We now know more about how the transition to the tax year basis will work in practice, and it means making some difficult calculations for the tax year 2023/24.
The basis period for 2023/24 will be defined as starting immediately after the end of the basis period for 2022/23, and ending on 5 April 2024, without exception. However, this long basis period is then divided into two notionally separate basis periods:
A. Standard period: the first 12 months (ie the accounting period currently used)
B. Transitional period: rest of the basis period to 5 April 2024.
These two basis periods: A and B, are then dealt with separately.
To avoid distortions to total net income due to the long period, and potentially loss of allowances, or imposition of HICBC, only the profits from period A are considered for the allowance withdrawal or variable tax charges.
The profits for period B are calculated after deduction of any overlap relief which arose at the start of the business, or on a previous change of accounting period. These period B profits are also ignored for farmers and creative artist averaging, which would otherwise distort the averaging of profits from 2022/23.
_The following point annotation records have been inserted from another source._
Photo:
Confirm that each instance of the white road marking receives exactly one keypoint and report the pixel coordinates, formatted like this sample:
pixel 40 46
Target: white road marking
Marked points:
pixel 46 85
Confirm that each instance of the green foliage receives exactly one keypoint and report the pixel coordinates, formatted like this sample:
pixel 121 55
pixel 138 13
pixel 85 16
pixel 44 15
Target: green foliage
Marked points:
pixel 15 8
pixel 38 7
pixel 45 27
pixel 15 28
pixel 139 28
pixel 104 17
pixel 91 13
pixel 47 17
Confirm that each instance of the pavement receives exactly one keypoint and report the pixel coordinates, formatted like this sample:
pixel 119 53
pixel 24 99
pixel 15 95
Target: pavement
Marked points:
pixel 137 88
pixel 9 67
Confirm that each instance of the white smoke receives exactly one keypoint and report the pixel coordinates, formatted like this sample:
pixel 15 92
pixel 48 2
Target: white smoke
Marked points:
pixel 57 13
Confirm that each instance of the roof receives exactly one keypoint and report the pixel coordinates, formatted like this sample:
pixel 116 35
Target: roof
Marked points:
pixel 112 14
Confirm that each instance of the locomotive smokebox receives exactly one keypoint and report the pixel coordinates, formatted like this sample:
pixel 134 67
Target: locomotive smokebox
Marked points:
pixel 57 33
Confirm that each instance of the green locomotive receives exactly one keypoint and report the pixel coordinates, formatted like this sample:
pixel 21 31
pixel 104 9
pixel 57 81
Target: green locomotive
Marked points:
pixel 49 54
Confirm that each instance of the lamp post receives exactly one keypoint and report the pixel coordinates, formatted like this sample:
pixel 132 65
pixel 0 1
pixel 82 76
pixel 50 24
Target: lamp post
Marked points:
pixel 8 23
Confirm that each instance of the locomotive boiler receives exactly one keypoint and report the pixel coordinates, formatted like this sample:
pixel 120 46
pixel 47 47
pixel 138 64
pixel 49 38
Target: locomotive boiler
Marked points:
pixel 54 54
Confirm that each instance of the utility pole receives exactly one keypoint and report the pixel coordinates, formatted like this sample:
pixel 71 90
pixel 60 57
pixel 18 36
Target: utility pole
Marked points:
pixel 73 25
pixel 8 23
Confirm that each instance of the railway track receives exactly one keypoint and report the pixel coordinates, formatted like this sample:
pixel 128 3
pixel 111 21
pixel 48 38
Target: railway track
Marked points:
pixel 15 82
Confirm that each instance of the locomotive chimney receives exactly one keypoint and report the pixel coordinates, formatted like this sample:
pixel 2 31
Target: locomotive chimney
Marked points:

If the net result of period B is a loss, this loss is treated as a terminal loss for a period to 5 April 2024, so it can be carried back up to three years.
Any profits calculated from period B are automatically spread equally over five years: 2023/24 to 2028/29, with 20% of the amount treated as arising in each of those years. The taxpayer can opt out of this automatic spreading of profits.
If the trade ceases before 2028/29 all the remaining profits from period B are taxed in the year of cessation.
The total taxable profits for 2023/24 are the sum of those from Period A (as reduced by personal allowances) plus 20% of profits from period B, if the opt-out of spreading has not been activated.
Example
Muriel’s wedding planning business has an accounting period ending on 30 September, as that’s when her season ends. She has overlap profits of £1,000 and makes the following profits:
- Year to 30 September 2023: £50,000
- 1 October 2023 to 5 April 2024: £6,000 (includes Easter 2024)
Her transitional year profits are calculated as:
- Period A: £50,000
- Period B: £5,000 (after deduction of overlap relief)
Muriel is assessed to income tax on £51,000 for 2023/24 (50,000 + 5000/5), with an additional £1,000 added to the profits of each of the years: 2024/25 to 2028/29.
Even with this spreading of the transitional profits from period B over five years, Muriel is pushed into the higher rate tax band for 2023/24 (threshold frozen at £50,270 until 6 April 2026).
From 6 April 2024 Muriel is required to report her income and expenditure on a tax year basis under MTD ITSA. This is effectively a forced change of accounting date.